Ispirato alla vera storia del padre del regista, Ba’aria (dialettale per Bagheria) racconta la storia di Peppino che, nato in un umilissima famiglia siciliana, riuscirà a trovare l’amore, a costruirsi una famiglia e arriverà a candidarsi al Parlamento con il Partito Comunista, alternando trionfi ad amarezze e delusioni.
Spiace parlar male di un film come Baarìa, perché la sua qualità produttiva è talmente elevata che non sembra neppure un film italiano. La qualità della ricostruzione storica della Sicilia è semplicemente eccelsa, e gli attori vanno tutti da bravo a bravissimo anche nelle più piccole parti (beh, va bene, la Bellucci si limita a farsivedere seminuda e avvinghiata a un muratore; ma che pretendiamo di meglio? )..
Al di là di questo, però, si stenta a trovare un senso al film.
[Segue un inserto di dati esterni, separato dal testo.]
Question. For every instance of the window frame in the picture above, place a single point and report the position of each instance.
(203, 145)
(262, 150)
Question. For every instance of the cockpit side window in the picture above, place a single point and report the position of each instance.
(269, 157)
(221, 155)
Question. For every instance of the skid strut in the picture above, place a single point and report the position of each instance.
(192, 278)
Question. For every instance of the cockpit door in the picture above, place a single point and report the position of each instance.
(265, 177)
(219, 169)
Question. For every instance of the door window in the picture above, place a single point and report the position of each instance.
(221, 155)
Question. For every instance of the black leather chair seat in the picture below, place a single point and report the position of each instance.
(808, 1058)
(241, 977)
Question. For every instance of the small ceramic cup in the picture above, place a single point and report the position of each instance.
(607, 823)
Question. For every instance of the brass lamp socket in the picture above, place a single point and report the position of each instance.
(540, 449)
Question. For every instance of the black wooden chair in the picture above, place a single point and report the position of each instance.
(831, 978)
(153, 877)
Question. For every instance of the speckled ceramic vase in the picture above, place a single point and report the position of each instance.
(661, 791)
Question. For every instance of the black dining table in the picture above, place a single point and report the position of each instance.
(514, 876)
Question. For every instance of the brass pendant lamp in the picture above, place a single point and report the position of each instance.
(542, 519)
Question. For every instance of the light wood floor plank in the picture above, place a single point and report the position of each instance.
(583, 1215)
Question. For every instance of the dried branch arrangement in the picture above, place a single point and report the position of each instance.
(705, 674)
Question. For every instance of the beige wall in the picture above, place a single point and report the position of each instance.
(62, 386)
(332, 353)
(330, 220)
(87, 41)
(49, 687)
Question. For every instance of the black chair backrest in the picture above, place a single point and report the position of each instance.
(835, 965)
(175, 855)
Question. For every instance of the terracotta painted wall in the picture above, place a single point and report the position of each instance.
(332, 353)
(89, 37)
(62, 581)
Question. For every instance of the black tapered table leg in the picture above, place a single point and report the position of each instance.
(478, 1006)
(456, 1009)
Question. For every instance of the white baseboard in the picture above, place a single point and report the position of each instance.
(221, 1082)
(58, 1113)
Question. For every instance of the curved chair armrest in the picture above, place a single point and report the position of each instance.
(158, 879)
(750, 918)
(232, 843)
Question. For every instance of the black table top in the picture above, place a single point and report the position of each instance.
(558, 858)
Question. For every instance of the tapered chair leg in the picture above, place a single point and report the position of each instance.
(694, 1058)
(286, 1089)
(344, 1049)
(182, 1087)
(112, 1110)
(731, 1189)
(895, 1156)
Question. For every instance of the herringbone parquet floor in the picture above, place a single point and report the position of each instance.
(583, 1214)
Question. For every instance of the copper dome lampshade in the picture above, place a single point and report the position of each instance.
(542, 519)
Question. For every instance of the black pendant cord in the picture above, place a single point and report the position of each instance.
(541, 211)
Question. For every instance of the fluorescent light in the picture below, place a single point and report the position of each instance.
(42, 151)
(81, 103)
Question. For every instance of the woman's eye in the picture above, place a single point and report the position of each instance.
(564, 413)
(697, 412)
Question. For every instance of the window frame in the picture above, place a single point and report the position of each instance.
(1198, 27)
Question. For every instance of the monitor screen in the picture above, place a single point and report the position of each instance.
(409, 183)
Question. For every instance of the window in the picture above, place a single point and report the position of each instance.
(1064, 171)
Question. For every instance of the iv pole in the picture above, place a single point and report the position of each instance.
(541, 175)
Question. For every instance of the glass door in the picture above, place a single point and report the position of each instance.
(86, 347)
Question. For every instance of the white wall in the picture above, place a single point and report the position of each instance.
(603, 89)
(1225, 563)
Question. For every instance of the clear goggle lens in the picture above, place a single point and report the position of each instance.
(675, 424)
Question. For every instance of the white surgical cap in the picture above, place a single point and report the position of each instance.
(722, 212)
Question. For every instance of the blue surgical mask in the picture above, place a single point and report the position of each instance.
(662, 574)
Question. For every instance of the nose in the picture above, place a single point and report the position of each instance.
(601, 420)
Tornatore procede affastellando episodi su episodi, spesso azzeccando gag divertenti che alleggeriscono la lunghissima durata del film (quasi tre ore), ma che spesso ricadono nell’oleografico, nel macchiettistico o nel semplicistico, e ai quali manca comunque uuna direzione generale che porti il film da qualche parte. Accompagnato da una colonna sonora incessante e roboante di Morricone, Ba’aria spesso perde completamente il senso della misura, con insistite autocitazioni e pesanti metafore e simbologie che nulla aggiungono all’insieme. Peccato.